寒水魚:時刻表 [CD]
1.悪女/2.傾斜/3.鳥になって/4.捨てるほどの愛でいいから/5.B.G.M./6.家出/7.時刻表/8.砂の船/9.歌姫/
「時刻表」は都会で暮らす青年の孤独を歌っているのだと思うが、その歌詞には考えさせられた。
きのう午後9時30分に そこの交差点を渡ってた
男のアリバイを証明できるかい
あんなに目立ってた酔っ払い 誰も顔は思い浮かばない
ただ そいつが迷惑だったことだけしか
(「時刻表」中島みゆき)
その通りだろう。淋しい現実である。その後に続く『たずね人の写真のポスターが 雨に打たれてゆれている』でその淋しさが強調される。そのポスターは剥がれかけた古いもので「尋ね人」はまだ見つかっていないだろう。そして、上に引用した歌詞のような街ではポスターを貼っても無駄で、これからも「尋ね人」は見つからないだろう。

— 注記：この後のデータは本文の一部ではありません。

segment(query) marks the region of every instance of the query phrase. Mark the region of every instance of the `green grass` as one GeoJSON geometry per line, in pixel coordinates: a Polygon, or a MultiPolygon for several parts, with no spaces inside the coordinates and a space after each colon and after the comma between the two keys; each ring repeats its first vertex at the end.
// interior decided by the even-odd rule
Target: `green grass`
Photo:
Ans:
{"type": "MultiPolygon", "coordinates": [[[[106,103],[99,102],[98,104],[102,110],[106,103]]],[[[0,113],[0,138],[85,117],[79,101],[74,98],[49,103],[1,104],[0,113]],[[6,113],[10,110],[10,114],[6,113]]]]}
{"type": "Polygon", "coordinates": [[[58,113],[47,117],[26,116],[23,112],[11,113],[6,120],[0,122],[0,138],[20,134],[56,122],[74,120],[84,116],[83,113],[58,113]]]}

誰が悪いのかを言いあてて どうすればいいかを書き立てて
評論家やカウンセラーは米を買う
迷える小羊は彼らほど賢い者はいないと思う
あとをついてさえ行けば 何とかなると思う
見えることとそれができることは 別ものだよと米を買う
(「時刻表」中島みゆき)
そんな感じである。『米を買う』とは「金を稼いでいる」ということ。この歌詞の青年はテレビを見ながら、あるいは本屋に積まれた本を見ながら、「偉そうにしやがって。分かったようなことを言いやがって。お前らに何が分かるっていうんだ」と思っているかもしれない。たぶん心を許せる友人もいないので、思うだけで口に出さない。口に出しても小さく呟くだけだろう。
街を歩く青年の顔に笑顔はない。
人の流れの中で そっと時刻表を見上げる
(「時刻表」中島みゆき)
彼の目から涙が零れそうである。